When helping clients determine the right time to start taking Social Security benefits, I focus on both personal financial needs and long-term planning. I begin by assessing their current income, health, and life expectancy, and how these factors may affect their retirement lifestyle. We consider their other retirement assets to ensure that delaying Social Security could yield a higher monthly benefit in the long run, which could be more advantageous if they expect to live a longer life. We also discuss how Social Security benefits work in conjunction with other income streams like pensions or investments. The goal is to align their Social Security timing with their overall financial goals. Some clients opt to start early if they need immediate cash flow or face health challenges, while others prefer to delay for maximum benefits. I make sure they’re fully informed of the trade-offs so they can make a decision that brings peace of mind and financial security as they move into retirement.

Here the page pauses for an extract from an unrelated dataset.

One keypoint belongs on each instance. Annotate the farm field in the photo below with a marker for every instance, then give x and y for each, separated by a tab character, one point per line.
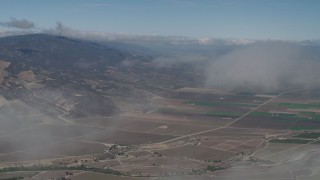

There are several key factors that clients should consider before deciding when to start taking their Social Security benefits. These include their age, health, marital status, income needs, and overall retirement plan. The earliest a person can begin receiving Social Security benefits is at age 62, but waiting until full retirement age (which varies based on birth year) can result in a larger monthly benefit. Additionally, delaying benefits until age 70 can result in an even higher monthly payout. Clients should also consider their overall health when deciding when to start taking Social Security benefits. If they have a shorter life expectancy or have health concerns that may impact their ability to work, it may make sense to start receiving benefits earlier. For married clients, there are additional considerations to take into account. Spouses may be eligible for spousal benefits or survivor benefits, which can affect the decision of when to start taking Social Security benefits.